La sociologia ci insegna infatti che il nostro carattere è forgiato in una sorta di media delle cinque persone che più frequentiamo. Trovate quindi sia un caso che il gruppo sia composto da sei persone?
Venimmo al piè d’un nobile castello,
sette volte cerchiato d’alte mura,
difeso intorno d’un bel fiumincello.
Questo passammo come terra dura;
per sette porte intrai con questi savi:
giugnemmo in prato di fresca verdura.
In questo castello Dante vede i nomi più importanti non solo della storia, della filosofia o della politica, ma anche della letteratura del momento. Qui è d’obbligo porci una domanda: perché Aristotele, Socrate, Platone, stanno nel Limbo, pur conoscendo o avendo parlato a loro modo di Dio?
Attenzione, perché Dante li mette comunque in una posizione privilegiata rispetto agli altri. Queste persone, infatti, seppur vissute prima del cristianesimo, non solo avevano una visione di Dio simile a quella trecentesca, ma credevano all’immortalità dell’anima (Platone e Socrate).
Aristotele per l’epoca era considerato come il maestro dei filosofi: “vidi ‘l maestro di color che sanno”. Ecco perché loro tre, assieme a Enea, Elettra, Ettore, Cesare, Pentesilea e tantissimi altri, stanno sì nel Limbo (per i motivi storici) ma abitano nel Castello degli spiriti magni. Poteva Dante, nel periodo storico in cui ha vissuto, metterli forse altrove?
Io non posso ritrar di tutti a pieno,
però che sì mi caccia il lungo tema,
che molte volte al fatto il dir vien meno.
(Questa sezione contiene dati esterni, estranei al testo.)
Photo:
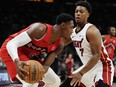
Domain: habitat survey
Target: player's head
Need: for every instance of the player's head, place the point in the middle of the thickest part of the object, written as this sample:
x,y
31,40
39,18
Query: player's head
x,y
112,31
66,23
82,11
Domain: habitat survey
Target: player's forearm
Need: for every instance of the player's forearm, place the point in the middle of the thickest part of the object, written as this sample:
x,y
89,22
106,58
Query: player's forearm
x,y
91,63
16,42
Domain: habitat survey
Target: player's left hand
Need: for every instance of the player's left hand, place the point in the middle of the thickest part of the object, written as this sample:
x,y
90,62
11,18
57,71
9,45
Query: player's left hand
x,y
76,79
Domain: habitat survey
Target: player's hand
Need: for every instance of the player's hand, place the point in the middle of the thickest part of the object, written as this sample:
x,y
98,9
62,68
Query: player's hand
x,y
21,72
45,68
76,79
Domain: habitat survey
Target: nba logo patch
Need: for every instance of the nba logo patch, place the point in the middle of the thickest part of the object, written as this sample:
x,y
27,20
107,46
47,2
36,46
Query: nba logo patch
x,y
53,48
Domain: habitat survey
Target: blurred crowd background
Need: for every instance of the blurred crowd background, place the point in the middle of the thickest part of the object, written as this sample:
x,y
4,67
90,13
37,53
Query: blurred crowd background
x,y
18,14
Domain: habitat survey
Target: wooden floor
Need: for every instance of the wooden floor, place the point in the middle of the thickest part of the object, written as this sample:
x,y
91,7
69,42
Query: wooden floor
x,y
19,85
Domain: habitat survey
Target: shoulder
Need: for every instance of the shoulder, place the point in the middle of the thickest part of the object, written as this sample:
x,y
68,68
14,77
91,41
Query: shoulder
x,y
93,33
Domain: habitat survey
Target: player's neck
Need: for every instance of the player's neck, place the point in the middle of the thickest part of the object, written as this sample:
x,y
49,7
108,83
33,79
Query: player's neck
x,y
81,25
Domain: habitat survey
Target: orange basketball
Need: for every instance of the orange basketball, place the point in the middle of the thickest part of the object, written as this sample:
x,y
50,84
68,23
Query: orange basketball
x,y
36,71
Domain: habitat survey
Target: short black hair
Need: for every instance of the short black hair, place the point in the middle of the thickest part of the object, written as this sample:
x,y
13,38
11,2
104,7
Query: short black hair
x,y
84,3
64,17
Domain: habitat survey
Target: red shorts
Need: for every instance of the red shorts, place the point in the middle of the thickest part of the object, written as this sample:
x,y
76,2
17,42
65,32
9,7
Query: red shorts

Quando sta nel castello, Dante guarda ogni anima che vi risiede all’interno. Sono così tante che non può descriverle nei minimi particolari, o si dilungherebbe troppo e come ben sappiamo, c’è moltissimo altro da dire.
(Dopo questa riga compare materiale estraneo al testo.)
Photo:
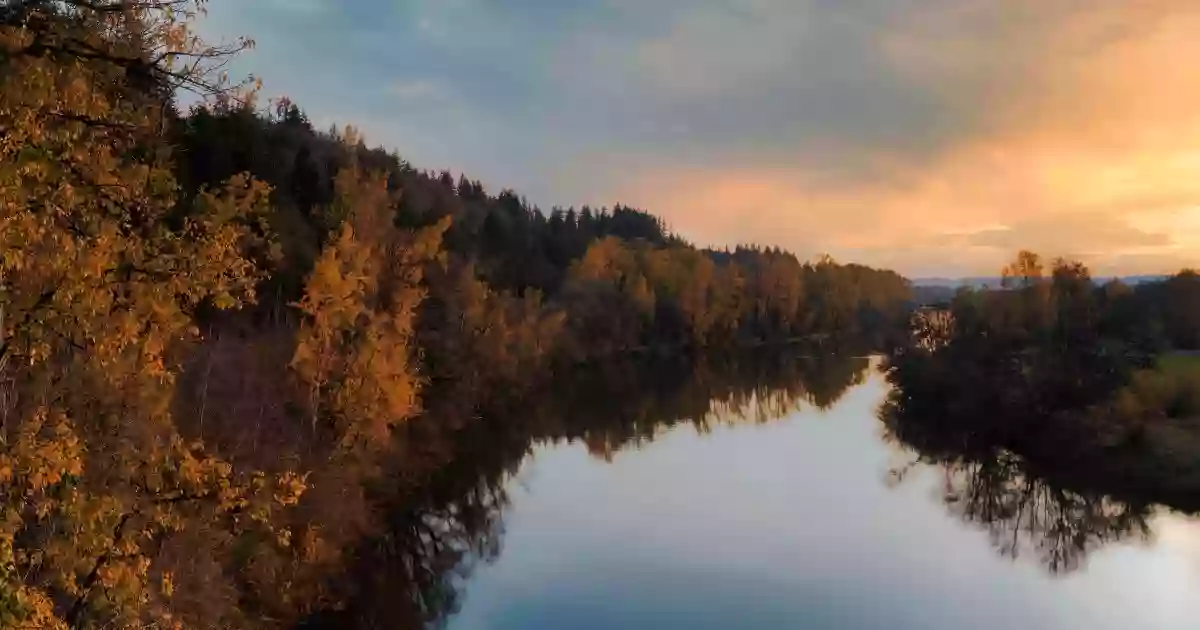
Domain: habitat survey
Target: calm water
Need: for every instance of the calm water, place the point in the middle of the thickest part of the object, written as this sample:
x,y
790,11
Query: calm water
x,y
802,522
La sesta compagnia in due si scema:
per altra via mi mena il savio duca,
fuor de la queta, ne l’aura che trema.
E vegno in parte ove non è che luca.
A questo punto i sei si dividono e Dante segue Virgilio, scendendo verso il girone dei lussuriosi. Preparatevi, perché il canto V è sicuramente tra i nostri preferiti. Non vediamo l’ora di commentarlo.